A literatura diante da dor: dois livros sobre adoecimento e morte
O que se faz quando não há mais nada a se fazer?
Escreve-se. Pelo menos é o que a brasileira Julia de Souza e a norueguesa Hanne Ørstavik realizaram quando diante do adoecimento de pessoas fundamentais em suas existências. Cada uma à sua maneira usou a própria vida como matéria de seus livros, o de Julia um ensaio e o de Hanne, um romance.
Em "John", publicado recentemente pela editora Âyiné, Julia de Souza rememora com palavras escolhidas com minúcia, perfeitamente econômicas, o tempo em que presenciou o desfazer-se da memória do pai. Investiga a demência dele e as suas crises psiquiátricas, investiga o que acontece com a linguagem em cada uma delas. Coloca sua dor em dúvida, questiona o ato de escrever, passando longe da autocomiseração.
Já Hanne Ørstavik, em "Ti Amo", traduzido do norueguês por Camilo Gomide para a editora Aboio, encara a degradação do corpo de seu marido por um recém-diagnosticado câncer de pâncreas. Quando enfim encontra o amor — seu editor italiano, com quem foi morar em Veneza; quando enfim encontra alguém a quem pode dizer: "Você, que está sempre ao meu lado. Você, que faz da noite e da escuridão um lugar nosso naquela cama grande, um lugar onde eu posso tocar você, sentir que você existe, estar segura. Você, que é minha casa e meu céu", essa pessoa adoece, essa pessoa vai morrer, ainda que naquela casa não se fale da morte.
Ørstavik escreve no momento presente, instaurando palavras para ocupar o silêncio que vige na casa em que um corpo se desfaz. De Souza escreve depois, "sobretudo de forma retroativa. Durante os dez anos da sua doença, com exceção dos seus últimos dias em que ficou hospitalizado, não fiz nenhuma anotação organizada de seus sintomas, das situações que eles provocavam ou da minha reação emocional diante dessa perda lenta e progressiva."

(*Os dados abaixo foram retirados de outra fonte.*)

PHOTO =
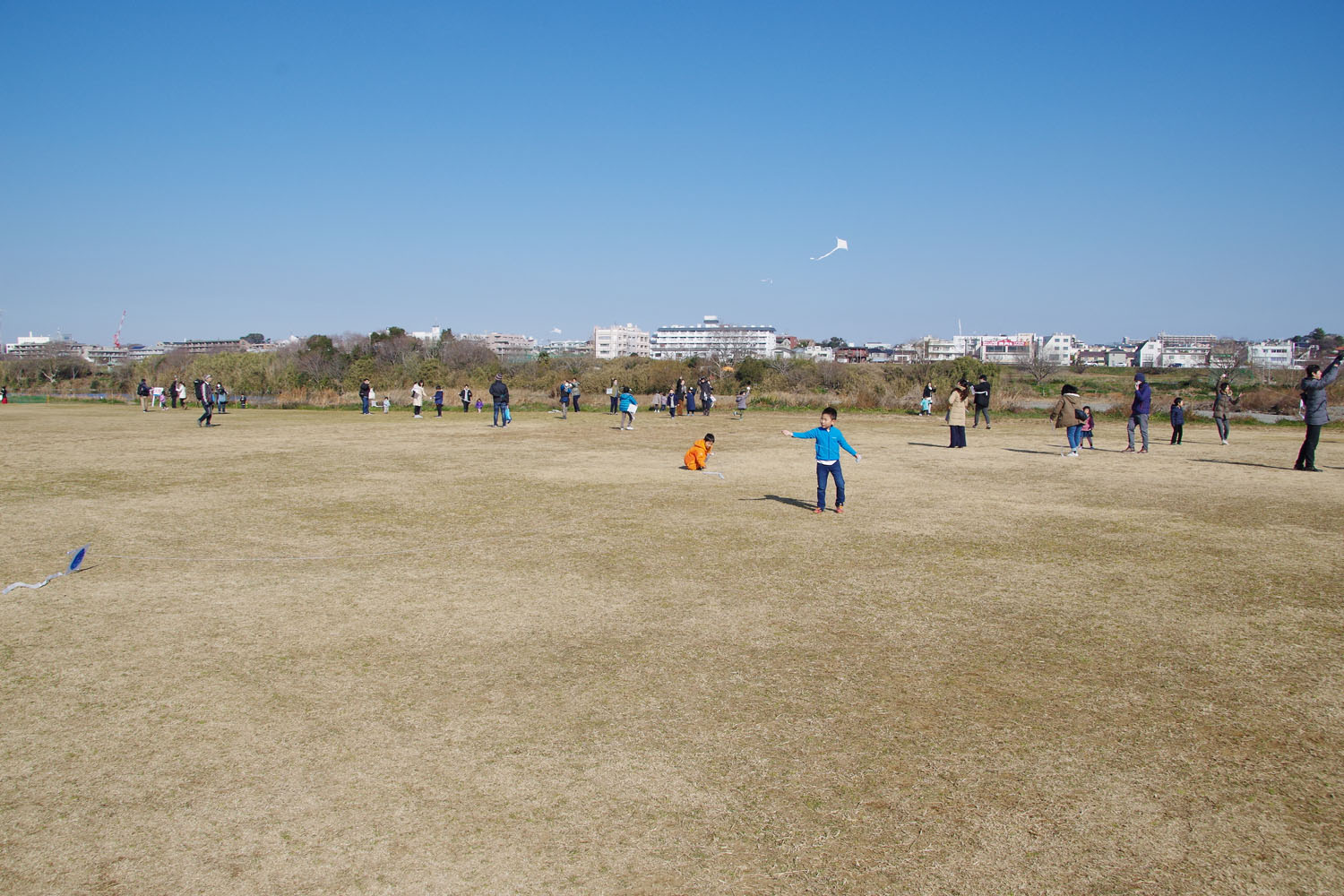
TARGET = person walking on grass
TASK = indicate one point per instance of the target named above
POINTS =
(1069, 416)
(830, 440)
(1139, 411)
(499, 395)
(1314, 410)
(981, 392)
(957, 403)
(1177, 417)
(206, 395)
(625, 402)
(1223, 403)
(417, 398)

Ambas tentam, com as palavras, tatear, compreender, respeitar a incompreensão e a incredulidade diante da doença daqueles homens entranhados em suas vidas. Ambas alcançam dizer a especificidade de sua dor, sem deixar de enunciar algo que diz respeito à humanidade: a fragilidade do corpo, da mente, o fim tantas vezes triste de cada vida; a inexorabilidade da deterioração, a precariedade de qualquer plano.
Julia diz de seu pai: "o desamparo infantil, o descontrole, o gemido e não a palavra — foi o que se impôs, sorrateiramente. A demência é uma espécie de vingança do passado, ou um acerto de contas com a natureza: se em algum momento acreditamos ter nos diferenciado do selvagem, a demência, indomesticável como uma erva daninha, chega para afrontar qualquer ideia de autodeterminação humana."
"O que eu escrevo precisa ser verdadeiro", afirma Hanne, mas bem poderia ser Julia. Pois ambas instauram a literatura como verdade, acima, talvez, da doença e da morte.